Another vaccine platform that has shown promise is based upon virus-like particles (VLPs). VLPs are produced by co-transfection of cells with DNA plasmids expressing GP and another viral structural protein, VP40. The article by Martins et al. describes a novel VLP vaccine that contains regions from Ebola virus, Sudan virus, and Marburg virus to create a trimeric, “pan-filovirus” vaccine. The authors show that expressed recombinant GPs containing the GP2 of Marburg virus and the N- or C-terminal regions of Sudan or Ebola GP1 can form VLPs when co-transfected with VP40, as demonstrated by Western blotting and electron micrographs showing particles that resemble filovirus morphology. Both chimeric VLPs conferred protection against Marburg virus challenge in the guinea pig model, but protection against Ebola virus depended on the design of the vaccines, with one VLP protecting 75% of the animals and the other 0%. The authors demonstrated that higher antibody titers resulted from incorporation of the C terminal region of GP1 compared to the N terminal region, and this correlated with the protection observed. These data demonstrate that GP2 and the C-terminal region of GP1 are highly immunogenic. More importantly, these findings should be taken into account for future vaccine design. They also suggest that a pan-filovirus vaccine based on chimeric GP is possible. Considering that there have been multiple outbreaks in the last 5 years involving disparate filoviruses from multiple species, this would be a substantial accomplishment.

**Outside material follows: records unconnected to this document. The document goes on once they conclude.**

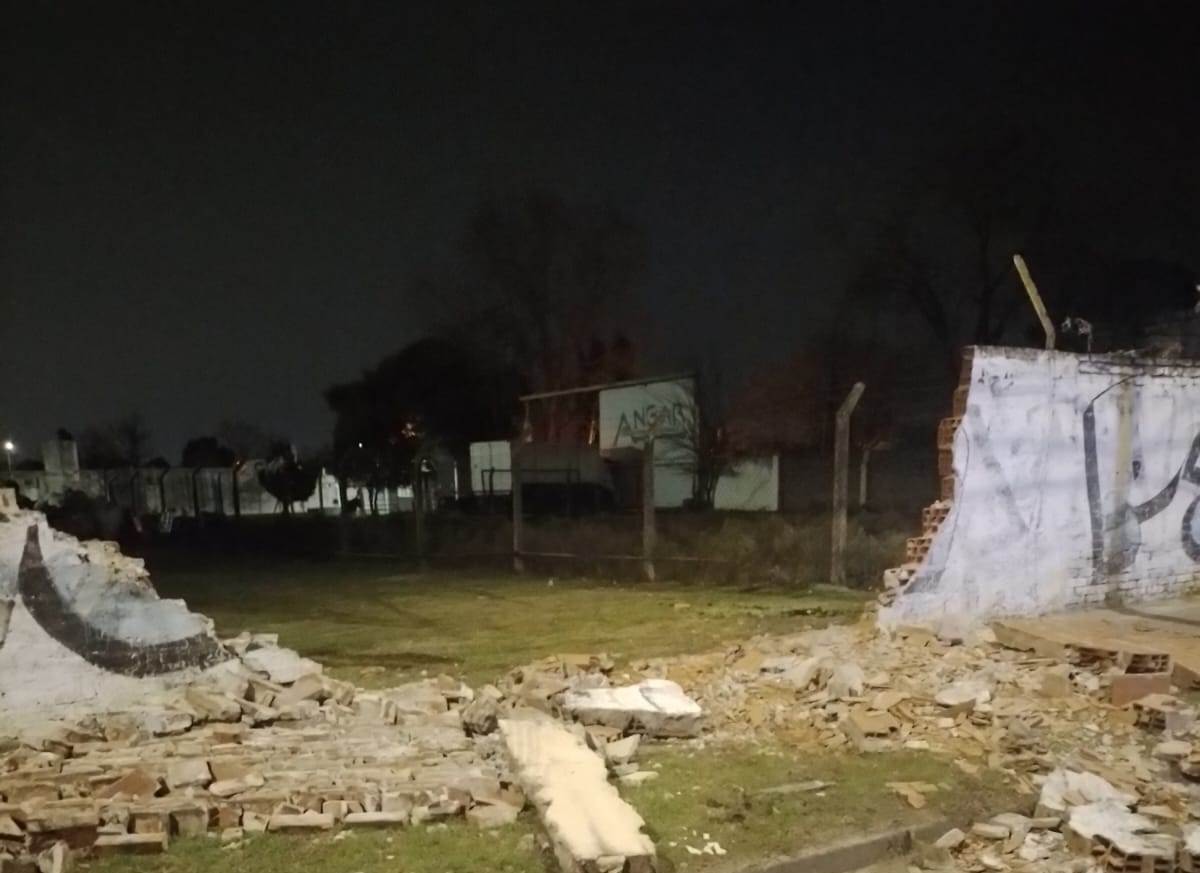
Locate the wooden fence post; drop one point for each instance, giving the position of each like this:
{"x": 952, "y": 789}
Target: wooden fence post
{"x": 418, "y": 509}
{"x": 517, "y": 510}
{"x": 841, "y": 485}
{"x": 649, "y": 534}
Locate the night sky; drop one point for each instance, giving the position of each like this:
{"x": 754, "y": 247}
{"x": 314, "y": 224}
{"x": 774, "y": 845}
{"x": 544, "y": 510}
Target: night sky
{"x": 208, "y": 212}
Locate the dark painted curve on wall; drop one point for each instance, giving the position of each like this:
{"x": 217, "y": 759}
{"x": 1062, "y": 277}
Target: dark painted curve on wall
{"x": 99, "y": 648}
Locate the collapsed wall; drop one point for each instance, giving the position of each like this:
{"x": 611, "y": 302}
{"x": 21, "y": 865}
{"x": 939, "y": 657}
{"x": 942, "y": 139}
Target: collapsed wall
{"x": 1067, "y": 481}
{"x": 81, "y": 626}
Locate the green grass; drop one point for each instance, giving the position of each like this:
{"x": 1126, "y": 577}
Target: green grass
{"x": 377, "y": 624}
{"x": 456, "y": 848}
{"x": 713, "y": 790}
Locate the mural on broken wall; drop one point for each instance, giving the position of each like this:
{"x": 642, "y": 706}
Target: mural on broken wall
{"x": 96, "y": 609}
{"x": 1077, "y": 481}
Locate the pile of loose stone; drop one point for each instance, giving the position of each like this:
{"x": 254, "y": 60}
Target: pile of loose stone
{"x": 1115, "y": 774}
{"x": 268, "y": 742}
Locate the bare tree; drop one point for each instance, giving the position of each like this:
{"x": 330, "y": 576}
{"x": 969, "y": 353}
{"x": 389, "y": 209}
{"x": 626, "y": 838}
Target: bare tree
{"x": 545, "y": 280}
{"x": 945, "y": 250}
{"x": 699, "y": 440}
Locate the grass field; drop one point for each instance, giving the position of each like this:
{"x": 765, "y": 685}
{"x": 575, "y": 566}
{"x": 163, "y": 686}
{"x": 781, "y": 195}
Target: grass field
{"x": 378, "y": 624}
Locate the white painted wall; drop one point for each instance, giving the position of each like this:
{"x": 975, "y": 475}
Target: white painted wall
{"x": 750, "y": 485}
{"x": 628, "y": 415}
{"x": 1077, "y": 476}
{"x": 37, "y": 673}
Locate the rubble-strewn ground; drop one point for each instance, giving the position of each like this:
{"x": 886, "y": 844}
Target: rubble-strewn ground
{"x": 378, "y": 624}
{"x": 810, "y": 735}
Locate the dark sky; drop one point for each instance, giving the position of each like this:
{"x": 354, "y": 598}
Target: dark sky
{"x": 208, "y": 212}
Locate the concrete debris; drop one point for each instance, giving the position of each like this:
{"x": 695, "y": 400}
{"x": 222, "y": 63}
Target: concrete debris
{"x": 588, "y": 824}
{"x": 653, "y": 706}
{"x": 952, "y": 840}
{"x": 245, "y": 736}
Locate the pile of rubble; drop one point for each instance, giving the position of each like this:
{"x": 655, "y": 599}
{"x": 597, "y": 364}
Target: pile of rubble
{"x": 1108, "y": 752}
{"x": 125, "y": 722}
{"x": 267, "y": 742}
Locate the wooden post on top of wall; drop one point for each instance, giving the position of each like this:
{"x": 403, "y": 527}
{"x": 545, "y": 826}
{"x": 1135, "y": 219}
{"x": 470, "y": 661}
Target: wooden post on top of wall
{"x": 517, "y": 511}
{"x": 649, "y": 534}
{"x": 841, "y": 485}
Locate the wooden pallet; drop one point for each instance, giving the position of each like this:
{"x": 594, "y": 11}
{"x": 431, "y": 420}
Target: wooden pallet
{"x": 1107, "y": 638}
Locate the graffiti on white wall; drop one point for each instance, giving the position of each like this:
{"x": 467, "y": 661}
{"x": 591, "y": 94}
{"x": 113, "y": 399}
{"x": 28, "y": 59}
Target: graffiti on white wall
{"x": 1077, "y": 482}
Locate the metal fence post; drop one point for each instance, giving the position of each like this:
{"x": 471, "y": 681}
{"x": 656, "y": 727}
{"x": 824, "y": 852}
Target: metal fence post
{"x": 841, "y": 485}
{"x": 517, "y": 510}
{"x": 649, "y": 534}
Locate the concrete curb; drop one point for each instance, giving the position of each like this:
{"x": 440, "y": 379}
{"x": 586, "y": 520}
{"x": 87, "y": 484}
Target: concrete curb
{"x": 859, "y": 852}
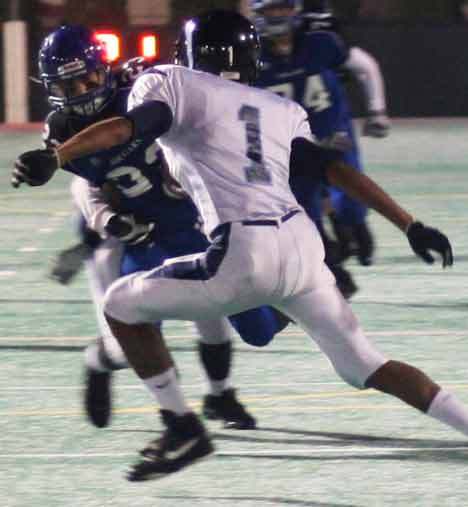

In closing, the current special issue of Viral Immunology represents a wide spectrum of research on Ebola virus in the context of human infection and immune responses, animal models of disease, and further development and understanding of promising vaccine candidates. We hope the data presented herein will aid the research community and others, increase scientific and clinical knowledge, and help facilitate a more rapid end to the human suffering caused by the current Ebola virus outbreak.